By Justice Bufford, Abroad writer
I remember looking forward to this experience for the past two years. Susquehanna requires all undergraduates to go abroad during either a full semester or over the winter or summer break. I opted for the full semester. It is a nice change of pace from my home university and I do not have to stress too much over my grades.
I thought that I would have the time of my life while I was here. I always heard people say how great an experience it was and that they had so much fun. They would travel all throughout Europe or throughout the country and make friends quickly.
It was like a dream to me. An adventure that I could not wait to go on. It turns out that their words were tinged with hindsight.
I love Scotland. This is true. It is really green here even though spring has yet to appear. The air is clean, but I can not stand the wind. I am meeting different people and I have successfully blended to university life here.
I do not know if it is that I am unwilling to find something more exciting or what, but it is like I am just living my life here. I quite seriously think that is the point.
However, every student I talk with about their abroad experience, talk about how much they traveled while abroad.
I decided to stay in Scotland and experience where I am. That is really the only way to learn about a culture. You have to connect with it in genuine moments of human interactions. Anything outside of that is staged.
And while I think cultural festivals and the like have their place in the world, although I do not think that is experiencing another culture.
I am convinced that to actually experience a culture you have to live it. I have lived in Scotland for a few months now and I have acclimated to my surroundings. Sometimes I go shopping. I am planning on going to a Chinese restaurant within the week.
There is a coffee shop that I will probably go to again. The church in town has questionable doctrine but really awe- some tea. I have never liked partying or going out, so I am not inclined to pub crawl. It is like I live here.

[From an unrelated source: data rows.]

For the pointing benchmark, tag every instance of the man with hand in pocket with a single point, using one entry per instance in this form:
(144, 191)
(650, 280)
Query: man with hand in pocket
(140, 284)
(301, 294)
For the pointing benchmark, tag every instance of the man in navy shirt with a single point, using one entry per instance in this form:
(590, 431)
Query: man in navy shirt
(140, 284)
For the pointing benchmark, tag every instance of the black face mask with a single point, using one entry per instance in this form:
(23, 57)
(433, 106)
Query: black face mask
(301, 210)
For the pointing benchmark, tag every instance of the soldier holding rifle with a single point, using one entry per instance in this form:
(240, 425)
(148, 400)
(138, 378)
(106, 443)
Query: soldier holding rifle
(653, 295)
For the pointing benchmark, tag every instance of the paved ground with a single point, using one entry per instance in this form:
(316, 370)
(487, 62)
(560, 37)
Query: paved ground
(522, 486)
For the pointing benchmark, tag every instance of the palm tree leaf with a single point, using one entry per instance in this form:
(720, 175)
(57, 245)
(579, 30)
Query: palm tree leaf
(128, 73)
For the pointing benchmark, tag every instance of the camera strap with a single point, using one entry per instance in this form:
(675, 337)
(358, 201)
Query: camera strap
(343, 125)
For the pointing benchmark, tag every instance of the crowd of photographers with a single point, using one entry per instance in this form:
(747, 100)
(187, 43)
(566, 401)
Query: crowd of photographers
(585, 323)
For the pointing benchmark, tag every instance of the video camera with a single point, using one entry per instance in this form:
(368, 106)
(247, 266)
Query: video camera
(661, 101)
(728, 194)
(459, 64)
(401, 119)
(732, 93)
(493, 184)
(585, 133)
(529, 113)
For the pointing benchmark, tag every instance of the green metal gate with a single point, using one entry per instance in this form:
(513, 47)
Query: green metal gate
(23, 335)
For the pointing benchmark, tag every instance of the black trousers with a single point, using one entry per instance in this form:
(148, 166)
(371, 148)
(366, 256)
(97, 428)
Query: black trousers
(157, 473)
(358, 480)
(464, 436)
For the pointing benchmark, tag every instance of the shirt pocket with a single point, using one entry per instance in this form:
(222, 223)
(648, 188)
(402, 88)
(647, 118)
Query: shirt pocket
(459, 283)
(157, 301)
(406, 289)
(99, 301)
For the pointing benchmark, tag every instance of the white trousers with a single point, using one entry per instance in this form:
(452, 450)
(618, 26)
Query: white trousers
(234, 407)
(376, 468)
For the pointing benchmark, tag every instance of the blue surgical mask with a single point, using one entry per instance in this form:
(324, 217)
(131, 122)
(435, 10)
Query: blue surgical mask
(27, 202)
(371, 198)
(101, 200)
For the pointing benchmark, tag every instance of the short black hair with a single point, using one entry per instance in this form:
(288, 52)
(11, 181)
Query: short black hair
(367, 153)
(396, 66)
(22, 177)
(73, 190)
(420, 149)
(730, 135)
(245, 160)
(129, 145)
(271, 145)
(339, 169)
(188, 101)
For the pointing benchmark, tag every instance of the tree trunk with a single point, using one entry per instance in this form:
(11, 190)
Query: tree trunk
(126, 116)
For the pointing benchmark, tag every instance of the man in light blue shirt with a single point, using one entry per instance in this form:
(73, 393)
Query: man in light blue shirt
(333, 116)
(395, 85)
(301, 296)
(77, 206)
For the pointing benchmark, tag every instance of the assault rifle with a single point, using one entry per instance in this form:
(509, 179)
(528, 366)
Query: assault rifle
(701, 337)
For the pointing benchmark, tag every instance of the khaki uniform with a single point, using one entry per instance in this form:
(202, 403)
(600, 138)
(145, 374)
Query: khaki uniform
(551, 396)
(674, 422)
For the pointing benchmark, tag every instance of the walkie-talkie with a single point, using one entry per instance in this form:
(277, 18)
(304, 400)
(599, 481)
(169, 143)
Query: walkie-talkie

At the end of the day, I am still me even if I’m in another country. My life and the interests and the culture that I am a part of are only as exciting as I perceive my own life.
The value of my experiences are dependent on what I put in, but I can not bring myself to change my mindset.
At that point, my time here would seem disingenuous to the intended purpose of experiencing a new culture.
I am sure there is a silver lining somewhere. What that is, I have yet to discover.